Hi. We have found architrave timber to be very expensive in Bauhaus so if anyone could point us in the direction of a proper timber yard around Velez Malaga to Malaga area we would be very grateful.

We are also looking to find an expat double glazing window fitter.

Many thanks

Nikki and Gary


----------



## jojo (Sep 20, 2007)

There maybe something in here??

myservicesdirectory.com | surinenglish.com

Jo xxx


----------



## snikpoh (Nov 19, 2007)

sisterslk said:


> Hi. We have found architrave timber to be very expensive in Bauhaus so if anyone could point us in the direction of a proper timber yard around Velez Malaga to Malaga area we would be very grateful.
> 
> We are also looking to find an expat double glazing window fitter.
> 
> ...



Just a general query really - why are people so concerned about using expat builders rather than using Spanish nationals?

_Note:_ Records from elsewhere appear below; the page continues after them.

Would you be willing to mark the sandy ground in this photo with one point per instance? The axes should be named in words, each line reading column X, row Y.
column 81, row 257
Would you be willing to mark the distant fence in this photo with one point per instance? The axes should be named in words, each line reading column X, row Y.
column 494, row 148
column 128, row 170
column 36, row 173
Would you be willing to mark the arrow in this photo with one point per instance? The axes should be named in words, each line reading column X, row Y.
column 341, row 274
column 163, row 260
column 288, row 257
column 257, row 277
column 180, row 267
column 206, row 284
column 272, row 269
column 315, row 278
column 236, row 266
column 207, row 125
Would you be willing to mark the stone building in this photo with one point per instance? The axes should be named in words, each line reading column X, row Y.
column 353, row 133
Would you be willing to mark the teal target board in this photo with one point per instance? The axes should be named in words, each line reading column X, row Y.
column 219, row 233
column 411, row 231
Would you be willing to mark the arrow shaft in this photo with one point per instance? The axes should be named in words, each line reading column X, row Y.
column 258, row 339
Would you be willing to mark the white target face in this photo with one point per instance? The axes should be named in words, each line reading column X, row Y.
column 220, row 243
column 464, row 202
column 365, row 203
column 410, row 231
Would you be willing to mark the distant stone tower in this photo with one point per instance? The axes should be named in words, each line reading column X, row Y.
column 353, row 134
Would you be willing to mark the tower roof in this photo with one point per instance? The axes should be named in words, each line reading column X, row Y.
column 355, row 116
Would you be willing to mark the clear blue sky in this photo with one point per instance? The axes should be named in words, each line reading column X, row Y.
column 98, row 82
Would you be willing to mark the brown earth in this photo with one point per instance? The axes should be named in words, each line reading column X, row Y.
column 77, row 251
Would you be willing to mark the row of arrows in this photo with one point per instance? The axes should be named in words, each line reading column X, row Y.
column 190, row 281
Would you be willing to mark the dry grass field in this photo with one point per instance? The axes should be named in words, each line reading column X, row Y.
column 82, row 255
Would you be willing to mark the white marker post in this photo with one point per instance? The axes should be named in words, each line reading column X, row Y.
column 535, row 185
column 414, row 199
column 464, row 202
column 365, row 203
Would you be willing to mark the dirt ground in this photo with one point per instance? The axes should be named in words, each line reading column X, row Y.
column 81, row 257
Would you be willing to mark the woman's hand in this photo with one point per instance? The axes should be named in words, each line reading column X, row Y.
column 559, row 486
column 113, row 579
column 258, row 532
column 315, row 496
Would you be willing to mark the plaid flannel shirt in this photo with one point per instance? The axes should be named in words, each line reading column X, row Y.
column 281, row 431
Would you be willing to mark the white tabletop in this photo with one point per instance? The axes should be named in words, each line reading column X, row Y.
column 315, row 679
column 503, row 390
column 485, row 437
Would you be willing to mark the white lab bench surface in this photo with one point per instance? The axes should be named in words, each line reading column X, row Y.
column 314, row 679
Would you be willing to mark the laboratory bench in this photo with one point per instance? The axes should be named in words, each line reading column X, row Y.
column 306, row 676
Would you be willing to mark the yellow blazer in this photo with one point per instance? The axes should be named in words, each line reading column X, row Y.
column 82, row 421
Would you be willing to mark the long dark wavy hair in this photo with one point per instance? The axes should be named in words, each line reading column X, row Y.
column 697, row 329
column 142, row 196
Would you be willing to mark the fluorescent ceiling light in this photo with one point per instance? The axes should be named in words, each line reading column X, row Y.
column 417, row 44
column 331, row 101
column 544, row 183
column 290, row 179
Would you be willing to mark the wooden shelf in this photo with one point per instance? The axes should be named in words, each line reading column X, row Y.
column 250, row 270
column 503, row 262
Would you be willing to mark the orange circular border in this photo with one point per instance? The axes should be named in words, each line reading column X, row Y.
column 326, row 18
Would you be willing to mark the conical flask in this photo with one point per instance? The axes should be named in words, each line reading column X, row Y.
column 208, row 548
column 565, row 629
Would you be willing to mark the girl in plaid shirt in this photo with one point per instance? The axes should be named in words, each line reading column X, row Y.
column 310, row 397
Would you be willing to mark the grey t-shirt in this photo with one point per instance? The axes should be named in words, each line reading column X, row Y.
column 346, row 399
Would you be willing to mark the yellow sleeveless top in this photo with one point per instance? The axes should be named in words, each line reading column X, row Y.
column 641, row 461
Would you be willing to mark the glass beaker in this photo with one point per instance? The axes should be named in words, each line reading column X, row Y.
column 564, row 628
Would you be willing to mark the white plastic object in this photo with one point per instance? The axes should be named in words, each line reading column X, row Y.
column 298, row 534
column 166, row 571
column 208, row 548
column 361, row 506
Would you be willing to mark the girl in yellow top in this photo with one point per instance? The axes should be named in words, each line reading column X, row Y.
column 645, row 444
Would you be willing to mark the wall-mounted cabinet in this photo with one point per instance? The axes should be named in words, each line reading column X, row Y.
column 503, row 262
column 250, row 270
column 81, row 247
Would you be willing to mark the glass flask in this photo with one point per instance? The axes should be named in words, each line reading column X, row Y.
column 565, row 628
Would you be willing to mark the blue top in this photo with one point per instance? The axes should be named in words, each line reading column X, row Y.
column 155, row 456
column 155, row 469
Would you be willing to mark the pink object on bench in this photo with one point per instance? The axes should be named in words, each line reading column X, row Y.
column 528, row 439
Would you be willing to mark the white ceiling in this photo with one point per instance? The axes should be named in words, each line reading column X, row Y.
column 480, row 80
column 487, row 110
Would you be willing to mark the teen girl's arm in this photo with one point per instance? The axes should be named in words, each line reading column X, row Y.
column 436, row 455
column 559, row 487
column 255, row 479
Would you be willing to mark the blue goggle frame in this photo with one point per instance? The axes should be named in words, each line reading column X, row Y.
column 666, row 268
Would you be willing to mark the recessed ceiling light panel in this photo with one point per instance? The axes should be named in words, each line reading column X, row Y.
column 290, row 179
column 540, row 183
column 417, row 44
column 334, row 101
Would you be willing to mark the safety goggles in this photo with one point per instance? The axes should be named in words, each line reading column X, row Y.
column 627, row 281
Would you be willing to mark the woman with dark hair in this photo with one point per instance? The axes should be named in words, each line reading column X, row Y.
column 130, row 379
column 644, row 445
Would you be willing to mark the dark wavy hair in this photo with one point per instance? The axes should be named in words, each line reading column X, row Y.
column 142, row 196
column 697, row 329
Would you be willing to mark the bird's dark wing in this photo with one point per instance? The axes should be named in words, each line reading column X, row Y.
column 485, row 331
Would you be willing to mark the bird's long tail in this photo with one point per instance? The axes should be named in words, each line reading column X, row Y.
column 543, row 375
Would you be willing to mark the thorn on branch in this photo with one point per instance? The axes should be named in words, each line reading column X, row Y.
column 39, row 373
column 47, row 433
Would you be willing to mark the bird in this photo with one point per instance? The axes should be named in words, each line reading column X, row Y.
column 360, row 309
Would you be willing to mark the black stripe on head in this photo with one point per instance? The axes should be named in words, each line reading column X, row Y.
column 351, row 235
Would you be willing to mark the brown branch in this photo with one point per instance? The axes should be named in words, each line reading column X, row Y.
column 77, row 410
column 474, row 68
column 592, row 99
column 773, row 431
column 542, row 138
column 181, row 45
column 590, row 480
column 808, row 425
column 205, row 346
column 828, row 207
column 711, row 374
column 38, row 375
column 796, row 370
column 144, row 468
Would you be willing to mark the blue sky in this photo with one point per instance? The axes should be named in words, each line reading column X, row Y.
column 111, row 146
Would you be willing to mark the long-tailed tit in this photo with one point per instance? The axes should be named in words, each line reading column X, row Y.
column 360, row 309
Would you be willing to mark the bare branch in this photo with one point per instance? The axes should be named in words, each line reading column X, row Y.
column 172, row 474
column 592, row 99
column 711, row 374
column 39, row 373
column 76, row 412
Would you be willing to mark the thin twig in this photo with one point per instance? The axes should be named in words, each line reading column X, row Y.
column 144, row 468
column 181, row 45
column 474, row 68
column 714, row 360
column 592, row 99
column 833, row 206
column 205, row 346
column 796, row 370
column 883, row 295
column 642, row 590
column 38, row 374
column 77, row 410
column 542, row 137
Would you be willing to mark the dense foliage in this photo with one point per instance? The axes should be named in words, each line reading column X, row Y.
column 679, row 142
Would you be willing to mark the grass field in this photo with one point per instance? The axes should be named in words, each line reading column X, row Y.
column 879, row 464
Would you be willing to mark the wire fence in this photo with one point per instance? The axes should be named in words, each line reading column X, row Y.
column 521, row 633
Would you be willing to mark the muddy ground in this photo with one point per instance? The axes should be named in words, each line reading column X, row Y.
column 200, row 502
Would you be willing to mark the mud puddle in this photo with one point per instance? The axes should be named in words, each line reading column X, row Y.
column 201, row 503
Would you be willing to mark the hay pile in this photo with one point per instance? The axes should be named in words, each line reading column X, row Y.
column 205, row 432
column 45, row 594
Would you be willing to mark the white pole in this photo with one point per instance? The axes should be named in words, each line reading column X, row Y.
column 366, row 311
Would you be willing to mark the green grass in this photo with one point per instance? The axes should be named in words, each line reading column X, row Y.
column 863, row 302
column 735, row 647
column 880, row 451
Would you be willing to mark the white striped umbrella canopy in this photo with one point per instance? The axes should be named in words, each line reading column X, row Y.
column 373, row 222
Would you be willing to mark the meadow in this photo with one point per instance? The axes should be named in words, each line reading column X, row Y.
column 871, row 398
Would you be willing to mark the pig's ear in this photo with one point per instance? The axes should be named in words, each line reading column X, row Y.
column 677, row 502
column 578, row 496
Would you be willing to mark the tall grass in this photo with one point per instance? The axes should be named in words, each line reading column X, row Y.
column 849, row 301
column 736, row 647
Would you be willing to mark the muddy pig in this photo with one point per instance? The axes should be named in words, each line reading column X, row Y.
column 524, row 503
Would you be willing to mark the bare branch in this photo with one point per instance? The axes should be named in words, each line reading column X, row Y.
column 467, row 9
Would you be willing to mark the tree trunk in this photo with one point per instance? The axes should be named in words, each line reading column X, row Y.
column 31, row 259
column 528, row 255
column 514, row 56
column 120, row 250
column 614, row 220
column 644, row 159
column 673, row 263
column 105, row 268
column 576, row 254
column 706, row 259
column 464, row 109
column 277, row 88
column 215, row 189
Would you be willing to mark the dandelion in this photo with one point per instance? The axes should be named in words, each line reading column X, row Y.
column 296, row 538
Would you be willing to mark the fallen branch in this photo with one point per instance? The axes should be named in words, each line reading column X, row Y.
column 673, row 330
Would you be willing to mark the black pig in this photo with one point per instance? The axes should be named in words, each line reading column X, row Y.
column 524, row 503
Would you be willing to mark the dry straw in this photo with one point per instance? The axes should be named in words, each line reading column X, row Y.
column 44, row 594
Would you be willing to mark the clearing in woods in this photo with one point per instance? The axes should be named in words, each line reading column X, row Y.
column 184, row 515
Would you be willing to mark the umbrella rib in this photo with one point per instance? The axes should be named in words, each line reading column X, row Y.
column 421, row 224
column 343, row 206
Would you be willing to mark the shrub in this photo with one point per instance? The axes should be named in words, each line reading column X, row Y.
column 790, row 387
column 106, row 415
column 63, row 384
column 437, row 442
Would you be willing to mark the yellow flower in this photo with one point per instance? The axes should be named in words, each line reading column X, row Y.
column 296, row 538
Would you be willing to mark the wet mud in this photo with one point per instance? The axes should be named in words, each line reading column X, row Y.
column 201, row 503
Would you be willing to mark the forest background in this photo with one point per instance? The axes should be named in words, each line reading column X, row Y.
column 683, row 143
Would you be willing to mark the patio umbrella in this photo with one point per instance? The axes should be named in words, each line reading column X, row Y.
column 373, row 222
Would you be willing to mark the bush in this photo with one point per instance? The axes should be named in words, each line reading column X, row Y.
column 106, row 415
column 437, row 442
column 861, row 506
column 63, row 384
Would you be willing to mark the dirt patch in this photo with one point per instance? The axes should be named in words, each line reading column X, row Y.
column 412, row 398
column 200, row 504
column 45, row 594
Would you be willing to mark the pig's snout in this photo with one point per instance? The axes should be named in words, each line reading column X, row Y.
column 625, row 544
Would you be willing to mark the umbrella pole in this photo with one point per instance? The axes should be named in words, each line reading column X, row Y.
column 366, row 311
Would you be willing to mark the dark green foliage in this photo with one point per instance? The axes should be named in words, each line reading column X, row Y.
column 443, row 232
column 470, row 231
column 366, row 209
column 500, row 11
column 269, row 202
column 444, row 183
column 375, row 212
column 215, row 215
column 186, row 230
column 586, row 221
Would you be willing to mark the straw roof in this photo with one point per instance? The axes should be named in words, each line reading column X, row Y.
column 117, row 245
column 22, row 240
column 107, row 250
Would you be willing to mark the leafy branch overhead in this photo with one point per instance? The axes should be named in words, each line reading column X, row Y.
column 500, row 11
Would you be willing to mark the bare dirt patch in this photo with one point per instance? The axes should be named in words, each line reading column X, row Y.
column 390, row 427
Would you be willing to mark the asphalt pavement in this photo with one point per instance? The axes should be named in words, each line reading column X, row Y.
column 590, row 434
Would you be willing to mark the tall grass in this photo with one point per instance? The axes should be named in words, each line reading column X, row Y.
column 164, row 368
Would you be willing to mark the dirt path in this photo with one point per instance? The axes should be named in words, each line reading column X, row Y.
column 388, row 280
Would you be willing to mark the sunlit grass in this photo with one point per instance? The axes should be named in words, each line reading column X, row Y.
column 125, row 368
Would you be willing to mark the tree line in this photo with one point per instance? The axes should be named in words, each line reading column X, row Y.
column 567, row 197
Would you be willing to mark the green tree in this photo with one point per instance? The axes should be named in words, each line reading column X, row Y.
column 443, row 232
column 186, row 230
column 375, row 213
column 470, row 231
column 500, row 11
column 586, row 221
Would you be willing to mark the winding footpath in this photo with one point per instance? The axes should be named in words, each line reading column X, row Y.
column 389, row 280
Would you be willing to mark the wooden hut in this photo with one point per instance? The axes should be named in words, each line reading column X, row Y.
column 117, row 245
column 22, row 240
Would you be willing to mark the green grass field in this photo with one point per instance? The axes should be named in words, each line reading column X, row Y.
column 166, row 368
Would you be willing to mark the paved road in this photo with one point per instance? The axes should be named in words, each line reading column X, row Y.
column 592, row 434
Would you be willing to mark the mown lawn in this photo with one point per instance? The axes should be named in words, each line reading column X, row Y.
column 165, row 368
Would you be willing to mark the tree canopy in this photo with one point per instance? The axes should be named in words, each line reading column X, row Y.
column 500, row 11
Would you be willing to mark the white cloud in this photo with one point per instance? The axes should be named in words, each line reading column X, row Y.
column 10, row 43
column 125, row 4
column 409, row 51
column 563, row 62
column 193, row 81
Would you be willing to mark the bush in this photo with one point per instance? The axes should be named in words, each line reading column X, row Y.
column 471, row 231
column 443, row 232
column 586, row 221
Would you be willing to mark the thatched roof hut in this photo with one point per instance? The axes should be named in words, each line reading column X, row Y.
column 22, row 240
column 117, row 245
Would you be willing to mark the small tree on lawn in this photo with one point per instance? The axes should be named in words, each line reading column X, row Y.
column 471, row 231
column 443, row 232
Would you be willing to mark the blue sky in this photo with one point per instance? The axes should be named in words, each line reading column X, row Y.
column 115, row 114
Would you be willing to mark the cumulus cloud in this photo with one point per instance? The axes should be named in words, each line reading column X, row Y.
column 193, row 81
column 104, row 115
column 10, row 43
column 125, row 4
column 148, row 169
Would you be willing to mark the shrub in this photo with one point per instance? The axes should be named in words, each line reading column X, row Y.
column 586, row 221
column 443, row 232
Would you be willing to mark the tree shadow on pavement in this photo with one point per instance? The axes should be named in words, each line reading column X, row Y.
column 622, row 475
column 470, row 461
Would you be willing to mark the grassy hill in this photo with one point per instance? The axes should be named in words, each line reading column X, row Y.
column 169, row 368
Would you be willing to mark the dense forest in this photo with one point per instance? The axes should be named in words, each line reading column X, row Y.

In my experience, Spanish nationals are so much better, cheaper and more reliable. I know that's a sweeping statement but I've heard of so many people being 'ripped off' by so called expat builders!


Is it purely down to the language barrier?


----------



## sisterslk (Feb 3, 2011)

snikpoh said:


> Just a general query really - why are people so concerned about using expat builders rather than using Spanish nationals?
> 
> In my experience, Spanish nationals are so much better, cheaper and more reliable. I know that's a sweeping statement but I've heard of so many people being 'ripped off' by so called expat builders!
> 
> ...


Hi Snikpoh,
Thank you for your reply.

All of the work carried out in the apartment over the past few years has been by Spanish builders and their work has been excellent. 

Yes, language is a barrier and due to that fact, we have had to rely on a Spanish person to organise, contact, interpret for us but they have not been easily accessible over recent months so it is for this reason we thought we would explore expats.

We are not residing permanently yet and returned to the UK this morning. We will be back to continue the renovations in 5 weeks. 

The Spanish builders certainly carried out work to a high standard and we have never had reason to complain.

Kind regards

Nikki


----------



## jojo (Sep 20, 2007)

Spanish, Brit or anyone else, recommendation is the best route to follow! Sadly, I think many Brits have been fleeced by other Brits, by way of costs, standards and knowledge

Jo xxx


----------



## sisterslk (Feb 3, 2011)

Thank you Jo. The problem with our situation is that Gary has always used the advice from his Spanish aide for quite a number of years so we do not have any other source of information to help us choose or locate reputable crafts people.

We would like to hear of any recommended builders, carpenters, electricians..English or Spanish...if anyone can help?

Thank you


----------